Beyond monetary financing there is taxation: the rich, businesses and the self-employed will all have to pay more. But the real prize here is the estimated $32trn in offshore wealth held in tax havens. The UK government could force every major corporation operating in this country onshore with a law that simply assumes their average profits based on their declared domestic turnover.
As for inflation, the other traditional way of eroding debt, unfortunately there is little chance of it. The real danger – given the structural problems that were undermining growth and productivity before the virus hit – is deflation, which simply increases the real size of the debts.

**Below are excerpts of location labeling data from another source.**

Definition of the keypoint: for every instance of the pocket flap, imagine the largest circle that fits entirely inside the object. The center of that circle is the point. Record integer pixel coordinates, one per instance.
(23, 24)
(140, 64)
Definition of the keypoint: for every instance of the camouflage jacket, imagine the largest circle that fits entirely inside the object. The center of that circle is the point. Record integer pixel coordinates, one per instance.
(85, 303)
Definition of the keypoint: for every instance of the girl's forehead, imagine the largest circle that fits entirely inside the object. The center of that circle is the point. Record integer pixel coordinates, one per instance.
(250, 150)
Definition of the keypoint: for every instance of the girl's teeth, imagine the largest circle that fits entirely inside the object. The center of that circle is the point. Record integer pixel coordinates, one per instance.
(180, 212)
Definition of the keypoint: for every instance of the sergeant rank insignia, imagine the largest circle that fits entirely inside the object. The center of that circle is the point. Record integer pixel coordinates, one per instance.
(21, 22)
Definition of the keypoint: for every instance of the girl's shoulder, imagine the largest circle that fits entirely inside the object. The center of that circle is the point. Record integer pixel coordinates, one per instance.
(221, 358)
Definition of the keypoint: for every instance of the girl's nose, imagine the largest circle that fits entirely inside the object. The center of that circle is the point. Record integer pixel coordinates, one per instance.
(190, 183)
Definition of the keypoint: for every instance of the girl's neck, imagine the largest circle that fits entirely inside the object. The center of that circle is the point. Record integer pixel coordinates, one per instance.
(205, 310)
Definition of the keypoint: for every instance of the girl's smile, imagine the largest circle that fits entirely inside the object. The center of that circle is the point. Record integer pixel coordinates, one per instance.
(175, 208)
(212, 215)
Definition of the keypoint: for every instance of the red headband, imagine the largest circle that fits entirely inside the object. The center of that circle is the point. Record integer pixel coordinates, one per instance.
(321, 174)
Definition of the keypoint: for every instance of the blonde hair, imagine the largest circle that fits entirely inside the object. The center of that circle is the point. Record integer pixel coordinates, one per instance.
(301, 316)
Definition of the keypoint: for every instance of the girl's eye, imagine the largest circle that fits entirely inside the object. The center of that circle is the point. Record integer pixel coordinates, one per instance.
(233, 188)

At the end of this we are going to have a form of capitalism in which workers, small businesses, banks and corporations are effectively subsidised or sustained by the state. The brave thing to do would be to recognise this, make the argument for it and embrace new forms of ownership in which the state holds a stake not just in a few arms companies or ailing banks, but in many businesses, large and small.
It’s right that Labour can’t have its own plan for ending the lockdown – it should critique and influence the government’s plan, and hold it to account. But Labour must have its own plan for the future of Britain, and unless Boris Johnson and Sunak experience some overnight conversion to social justice, it will be radically different from the government’s.
The next general election will not be decided by the pandemic death toll: it will be decided on the issue of who has a vision of a new economy.